Though the company is focusing on opening specialty stores, these efforts seem to be too little, too late. CEO Edward Lampert’s decision to avoid capex on store maintenance is also repelling customers.

Debt financing and asset sales can’t be the way forward

There’s tremendous concern about the company’s debt financing and asset sale approach. Sears’s balance sheet as of February 3, 2018, had $2.3 billion in long-term debt and capitalized lease obligations, while it had another $915 million in short-term borrowings. In contrast, the company’s cash and cash equivalents stood at a mere $182 million.

The company has taken up an additional real estate loan of $100 million and another $440 million in secured and mezzanine loans in March 2018 through an earlier ring-fence arrangement with PBGC for the release of 138 properties for sale on the payment of $407 million to the company’s pension fund.

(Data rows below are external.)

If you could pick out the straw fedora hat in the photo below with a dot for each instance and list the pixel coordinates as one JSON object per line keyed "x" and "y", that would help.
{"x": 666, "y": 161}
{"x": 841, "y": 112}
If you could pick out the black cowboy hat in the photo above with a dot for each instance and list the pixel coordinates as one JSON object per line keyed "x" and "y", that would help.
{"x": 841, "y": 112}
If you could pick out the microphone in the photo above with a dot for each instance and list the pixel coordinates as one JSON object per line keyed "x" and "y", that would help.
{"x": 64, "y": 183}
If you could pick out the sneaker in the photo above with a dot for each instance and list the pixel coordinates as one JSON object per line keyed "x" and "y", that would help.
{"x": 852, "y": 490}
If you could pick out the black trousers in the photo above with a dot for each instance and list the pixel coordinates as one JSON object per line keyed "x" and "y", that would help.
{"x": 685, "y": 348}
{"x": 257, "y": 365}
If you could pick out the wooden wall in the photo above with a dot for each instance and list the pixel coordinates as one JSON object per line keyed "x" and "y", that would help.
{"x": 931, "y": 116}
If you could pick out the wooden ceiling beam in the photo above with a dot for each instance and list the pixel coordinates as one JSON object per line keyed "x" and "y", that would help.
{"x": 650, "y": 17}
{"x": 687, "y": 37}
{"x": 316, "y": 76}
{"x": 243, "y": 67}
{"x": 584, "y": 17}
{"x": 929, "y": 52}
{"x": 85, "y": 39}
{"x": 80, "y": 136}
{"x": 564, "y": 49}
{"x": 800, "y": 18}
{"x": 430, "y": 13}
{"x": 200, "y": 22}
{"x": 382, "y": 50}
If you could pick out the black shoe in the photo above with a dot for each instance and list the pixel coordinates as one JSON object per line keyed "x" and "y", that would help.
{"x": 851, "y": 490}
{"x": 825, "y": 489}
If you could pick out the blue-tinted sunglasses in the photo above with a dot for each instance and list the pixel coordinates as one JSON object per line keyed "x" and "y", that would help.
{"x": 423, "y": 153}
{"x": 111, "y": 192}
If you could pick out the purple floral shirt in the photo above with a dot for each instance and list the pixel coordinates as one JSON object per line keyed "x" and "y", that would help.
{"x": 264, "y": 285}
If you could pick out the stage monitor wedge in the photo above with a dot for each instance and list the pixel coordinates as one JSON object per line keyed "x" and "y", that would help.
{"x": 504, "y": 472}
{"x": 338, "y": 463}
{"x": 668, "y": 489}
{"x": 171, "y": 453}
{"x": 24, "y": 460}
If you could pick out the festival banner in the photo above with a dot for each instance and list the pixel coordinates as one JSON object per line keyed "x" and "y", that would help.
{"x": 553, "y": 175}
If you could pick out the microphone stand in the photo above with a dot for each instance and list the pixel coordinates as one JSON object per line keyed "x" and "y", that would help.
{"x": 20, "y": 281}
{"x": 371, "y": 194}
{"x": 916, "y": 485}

As the company is losing cash from operations, it has been selling off assets to pay down its debt. So far, the company has sold a chunk of properties, and as of February 3, 2018, it was left with $1.7 billion worth of property and equipment and $1.4 billion worth of goodwill, trade names, and other intangible assets.

In the face of this cash hemorrhage, selling assets (a limited resource) to pay down debt looks to be a worrisome state of affairs, fueling bankruptcy speculation all the more.